Calendrier et prochaines étapes législatives avant application en France

Le vote de la commission des transports et du tourisme, rapporté début mai 2026, ne constitue pas l’étape finale du processus législatif européen. Le texte doit encore suivre un parcours précis avant de s’appliquer concrètement dans les centres de contrôle français.

Calendrier des étapes législatives du contrôle technique européen jusqu'à l'application en France
Les principales étapes avant l'entrée en vigueur des nouvelles règles en France.

La prochaine phase consiste en un vote en session plénière du Parlement européen. Viendront ensuite les négociations en trilogue entre le Parlement, le Conseil de l’Union européenne et la Commission européenne. Une fois un accord trouvé, le règlement ou la directive devra être publié au Journal officiel de l’Union européenne. S’il s’agit d’une directive, chaque État membre disposera alors d’un délai de transposition en droit national.

À ce stade, aucune date précise d’entrée en vigueur n’a été communiquée officiellement. L’automobiliste français n’a donc pas à modifier immédiatement ses habitudes en matière de contrôle technique. Néanmoins, les orientations votées dessinent clairement le cadre qui s’imposera dans les prochaines années.

Impact concret pour l’automobiliste français

Même si les nouvelles règles ne sont pas encore en vigueur, plusieurs conséquences pratiques se dessinent pour les conducteurs français.

L’augmentation du nombre de points de contrôle pourrait entraîner un allongement de la durée du contrôle technique et, potentiellement, une hausse de son coût. Les centres agréés — Dekra, Autovision, Sécuritest et autres réseaux — devront s’équiper en matériel de diagnostic pour les systèmes ADAS et les batteries de véhicules électriques. Ces investissements pourraient se répercuter sur le tarif facturé au consommateur. Aucun chiffre officiel n’a toutefois été communiqué à ce stade.

En revanche, la fréquence du contrôle n’évolue pas. Les automobilistes conserveront le rythme actuel, y compris pour les véhicules anciens.

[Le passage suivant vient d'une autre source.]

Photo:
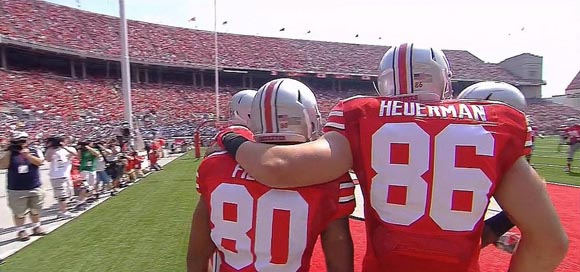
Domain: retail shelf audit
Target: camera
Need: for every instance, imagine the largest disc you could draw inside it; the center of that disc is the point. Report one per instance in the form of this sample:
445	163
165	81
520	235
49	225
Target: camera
16	146
54	141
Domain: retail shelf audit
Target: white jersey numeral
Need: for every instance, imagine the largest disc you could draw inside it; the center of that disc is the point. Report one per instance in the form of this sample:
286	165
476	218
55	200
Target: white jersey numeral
447	178
238	195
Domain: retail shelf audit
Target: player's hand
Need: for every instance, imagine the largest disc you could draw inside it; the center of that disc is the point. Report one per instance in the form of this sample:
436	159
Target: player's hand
239	130
508	242
212	149
25	151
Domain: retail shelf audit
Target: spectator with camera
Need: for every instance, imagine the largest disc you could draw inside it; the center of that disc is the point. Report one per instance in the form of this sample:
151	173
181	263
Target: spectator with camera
88	156
24	186
60	157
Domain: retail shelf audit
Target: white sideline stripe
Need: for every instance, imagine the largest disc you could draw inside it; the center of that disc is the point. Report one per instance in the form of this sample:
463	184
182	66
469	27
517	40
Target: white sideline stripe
334	125
345	185
336	113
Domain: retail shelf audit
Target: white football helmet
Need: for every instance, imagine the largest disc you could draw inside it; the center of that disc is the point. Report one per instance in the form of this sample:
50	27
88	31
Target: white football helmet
240	107
495	91
285	110
410	69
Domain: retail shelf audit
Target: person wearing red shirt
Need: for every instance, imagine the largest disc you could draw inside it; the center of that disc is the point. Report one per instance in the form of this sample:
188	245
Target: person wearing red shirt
573	133
427	169
137	161
153	156
258	228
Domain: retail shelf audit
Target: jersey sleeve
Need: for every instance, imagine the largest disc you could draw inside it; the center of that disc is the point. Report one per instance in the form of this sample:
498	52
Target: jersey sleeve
201	176
516	126
336	121
529	141
346	199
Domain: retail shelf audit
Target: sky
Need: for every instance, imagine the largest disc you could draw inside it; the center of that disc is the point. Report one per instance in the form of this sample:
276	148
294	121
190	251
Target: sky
492	30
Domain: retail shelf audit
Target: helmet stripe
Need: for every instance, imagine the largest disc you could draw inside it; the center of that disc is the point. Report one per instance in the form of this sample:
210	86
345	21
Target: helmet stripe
267	106
403	66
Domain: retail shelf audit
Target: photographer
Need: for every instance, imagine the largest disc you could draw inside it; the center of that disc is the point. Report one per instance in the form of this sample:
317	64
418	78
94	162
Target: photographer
88	156
105	163
24	192
60	158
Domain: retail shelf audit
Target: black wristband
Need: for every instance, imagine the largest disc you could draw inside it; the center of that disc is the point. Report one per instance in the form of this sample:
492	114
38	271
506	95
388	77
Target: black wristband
232	141
499	224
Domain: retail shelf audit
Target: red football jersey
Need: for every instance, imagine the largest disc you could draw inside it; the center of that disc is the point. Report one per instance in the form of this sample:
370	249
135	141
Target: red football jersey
259	228
573	133
427	172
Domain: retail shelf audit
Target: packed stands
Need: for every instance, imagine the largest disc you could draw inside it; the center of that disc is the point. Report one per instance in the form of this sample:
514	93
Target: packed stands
52	103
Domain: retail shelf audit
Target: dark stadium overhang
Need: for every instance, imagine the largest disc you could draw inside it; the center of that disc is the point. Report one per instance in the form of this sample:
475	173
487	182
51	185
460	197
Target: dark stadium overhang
83	55
513	82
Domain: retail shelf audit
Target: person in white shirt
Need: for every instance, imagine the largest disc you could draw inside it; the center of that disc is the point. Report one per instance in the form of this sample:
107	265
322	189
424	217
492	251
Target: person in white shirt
60	157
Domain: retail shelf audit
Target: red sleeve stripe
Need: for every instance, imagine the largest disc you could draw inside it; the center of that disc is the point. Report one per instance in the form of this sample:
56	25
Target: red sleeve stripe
217	153
334	125
345	199
336	113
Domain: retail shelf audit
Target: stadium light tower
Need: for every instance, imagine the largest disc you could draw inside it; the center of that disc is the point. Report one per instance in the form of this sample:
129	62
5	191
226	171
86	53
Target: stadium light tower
125	68
217	92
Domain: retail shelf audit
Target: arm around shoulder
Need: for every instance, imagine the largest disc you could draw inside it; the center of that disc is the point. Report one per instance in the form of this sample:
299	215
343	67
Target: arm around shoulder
5	160
310	163
522	194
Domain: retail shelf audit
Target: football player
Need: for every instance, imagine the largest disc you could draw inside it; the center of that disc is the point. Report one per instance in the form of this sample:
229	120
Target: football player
573	133
427	169
240	107
499	224
258	228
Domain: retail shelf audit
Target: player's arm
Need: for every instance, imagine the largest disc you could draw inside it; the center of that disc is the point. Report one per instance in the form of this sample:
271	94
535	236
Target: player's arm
283	166
522	194
494	228
337	246
201	247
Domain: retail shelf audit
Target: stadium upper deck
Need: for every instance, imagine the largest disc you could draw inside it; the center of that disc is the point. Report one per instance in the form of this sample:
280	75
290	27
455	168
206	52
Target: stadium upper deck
60	29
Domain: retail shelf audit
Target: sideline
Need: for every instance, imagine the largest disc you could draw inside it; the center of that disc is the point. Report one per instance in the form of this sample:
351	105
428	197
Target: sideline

Le certificat d’immatriculation reste un document indispensable lors de la présentation du véhicule au contrôle. Toute information figurant sur la carte grise — puissance fiscale, date de première immatriculation, énergie — peut être vérifiée en consultant le guide comment lire une carte grise.

Pour les automobilistes qui anticipent les vacances d’été et les contrôles routiers associés, il est recommandé de s’assurer que leur contrôle technique est à jour et que leur véhicule n’est pas concerné par un rappel constructeur en suspens.